# 80amp Garage Subpanel



## Blue2swing (5 mo ago)

Hello everyone,

I’m not a trained electrician. I’ve been doing som research to install an 80amp subpanel in my garage. The garage is attached to the home but is on the far opposite corner of the house from the main panel.If I run the wiring internally through the walls and attic I’m measuring a 100ft run. Using this website (100 Amp Wire Size: Which AWG Wire For 100 Amps? (NEC Code)) I’ve calculated that I will be needing to use a 2-2-2-4 CU wire that can handle 115amps.


Im hoping to power a Bridgeport Mill (5.6amps), a Leblond Lathe (2.2 Amps), and a 220volt welder. In the future I may add a 230VOLT compressor and a EV charger, so im shooting for an 80amp subpanel to leave my options open.

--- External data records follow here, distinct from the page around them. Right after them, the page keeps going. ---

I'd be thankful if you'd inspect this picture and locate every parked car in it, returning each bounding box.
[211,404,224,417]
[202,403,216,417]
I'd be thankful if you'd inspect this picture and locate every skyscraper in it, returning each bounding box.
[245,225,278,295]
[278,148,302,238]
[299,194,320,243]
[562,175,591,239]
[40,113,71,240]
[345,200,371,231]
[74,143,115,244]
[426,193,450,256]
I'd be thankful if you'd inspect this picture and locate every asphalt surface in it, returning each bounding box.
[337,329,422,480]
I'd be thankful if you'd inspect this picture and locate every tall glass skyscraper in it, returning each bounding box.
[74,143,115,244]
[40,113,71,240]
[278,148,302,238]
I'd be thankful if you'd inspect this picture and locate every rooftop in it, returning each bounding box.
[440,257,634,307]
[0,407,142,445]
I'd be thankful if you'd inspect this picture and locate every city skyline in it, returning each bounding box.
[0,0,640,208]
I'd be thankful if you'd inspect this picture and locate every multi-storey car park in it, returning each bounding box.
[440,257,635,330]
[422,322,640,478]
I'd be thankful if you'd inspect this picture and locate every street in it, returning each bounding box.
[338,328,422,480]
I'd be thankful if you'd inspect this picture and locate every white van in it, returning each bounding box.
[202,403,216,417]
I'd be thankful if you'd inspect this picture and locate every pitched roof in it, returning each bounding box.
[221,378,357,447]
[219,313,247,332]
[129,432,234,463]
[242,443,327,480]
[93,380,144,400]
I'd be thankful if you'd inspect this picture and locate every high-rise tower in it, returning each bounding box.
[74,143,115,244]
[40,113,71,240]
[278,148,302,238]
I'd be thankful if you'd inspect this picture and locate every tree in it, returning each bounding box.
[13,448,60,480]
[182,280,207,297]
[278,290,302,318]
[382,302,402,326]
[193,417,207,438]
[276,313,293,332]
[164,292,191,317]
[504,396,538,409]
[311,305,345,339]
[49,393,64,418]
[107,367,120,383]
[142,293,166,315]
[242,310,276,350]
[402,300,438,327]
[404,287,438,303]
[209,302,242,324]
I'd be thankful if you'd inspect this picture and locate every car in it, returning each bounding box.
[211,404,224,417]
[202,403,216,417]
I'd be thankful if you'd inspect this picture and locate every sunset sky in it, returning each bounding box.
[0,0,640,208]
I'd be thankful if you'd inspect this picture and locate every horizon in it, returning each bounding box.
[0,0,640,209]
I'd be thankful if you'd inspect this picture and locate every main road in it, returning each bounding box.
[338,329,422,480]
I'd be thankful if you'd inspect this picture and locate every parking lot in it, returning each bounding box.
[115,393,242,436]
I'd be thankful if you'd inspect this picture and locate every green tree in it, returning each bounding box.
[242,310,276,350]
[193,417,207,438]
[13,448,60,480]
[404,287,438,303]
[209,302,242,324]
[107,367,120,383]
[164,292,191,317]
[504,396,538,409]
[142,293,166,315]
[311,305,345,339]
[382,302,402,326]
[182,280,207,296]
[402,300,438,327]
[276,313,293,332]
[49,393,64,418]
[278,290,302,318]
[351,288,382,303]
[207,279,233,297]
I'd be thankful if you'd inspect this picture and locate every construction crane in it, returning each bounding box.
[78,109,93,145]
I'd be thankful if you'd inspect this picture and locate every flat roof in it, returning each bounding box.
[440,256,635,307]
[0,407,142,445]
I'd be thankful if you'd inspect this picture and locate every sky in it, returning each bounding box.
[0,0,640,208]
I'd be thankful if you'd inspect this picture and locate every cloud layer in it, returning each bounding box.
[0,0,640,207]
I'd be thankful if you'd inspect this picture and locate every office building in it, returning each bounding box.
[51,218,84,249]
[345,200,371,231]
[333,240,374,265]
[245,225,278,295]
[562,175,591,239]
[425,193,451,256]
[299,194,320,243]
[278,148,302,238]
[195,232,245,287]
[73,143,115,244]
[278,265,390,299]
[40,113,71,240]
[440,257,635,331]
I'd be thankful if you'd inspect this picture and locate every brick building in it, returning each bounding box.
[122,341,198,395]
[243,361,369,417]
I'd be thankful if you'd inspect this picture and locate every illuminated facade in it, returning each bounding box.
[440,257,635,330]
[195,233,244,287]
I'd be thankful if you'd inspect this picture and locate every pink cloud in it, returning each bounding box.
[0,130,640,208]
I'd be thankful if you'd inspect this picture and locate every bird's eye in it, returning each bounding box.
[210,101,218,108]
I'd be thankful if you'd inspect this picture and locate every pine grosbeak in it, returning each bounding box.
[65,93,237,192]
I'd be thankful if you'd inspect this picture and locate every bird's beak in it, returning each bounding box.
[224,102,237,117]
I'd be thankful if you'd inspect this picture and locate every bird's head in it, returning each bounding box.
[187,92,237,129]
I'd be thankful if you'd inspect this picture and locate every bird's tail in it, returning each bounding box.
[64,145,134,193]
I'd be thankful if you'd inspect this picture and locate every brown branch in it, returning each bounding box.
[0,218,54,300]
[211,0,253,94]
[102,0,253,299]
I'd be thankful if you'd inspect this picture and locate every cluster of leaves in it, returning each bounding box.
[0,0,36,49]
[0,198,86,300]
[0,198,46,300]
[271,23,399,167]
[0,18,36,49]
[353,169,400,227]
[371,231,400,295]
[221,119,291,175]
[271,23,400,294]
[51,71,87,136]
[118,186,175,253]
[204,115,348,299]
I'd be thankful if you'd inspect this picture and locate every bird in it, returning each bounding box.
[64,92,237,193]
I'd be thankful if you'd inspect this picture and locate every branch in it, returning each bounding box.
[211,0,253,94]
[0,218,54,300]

my question is, does a copper 2-2-2-4 wire sound correct for an 80amp subpanel 100ft away from the main panel? And is 80amps overkill for the items im attempting to supply power to now and in the possibility future?

I ask because most people I’ve talked to have said I may be overshooting my target with this project. And I can save some money by going with a smaller wire and panel.

Any thoughts on any of the above is appreciated. Good or bad, doesn’t matter id love to hear it. Thanks.


----------



## Blue2swing (5 mo ago)

Just read the Forum rules. This is a “Pro’s for Pro’s” forum. I can respect that. I’ll take my question to the DIYchatroom recommended on the rules page. Thanks.

-Isaias Munguia


----------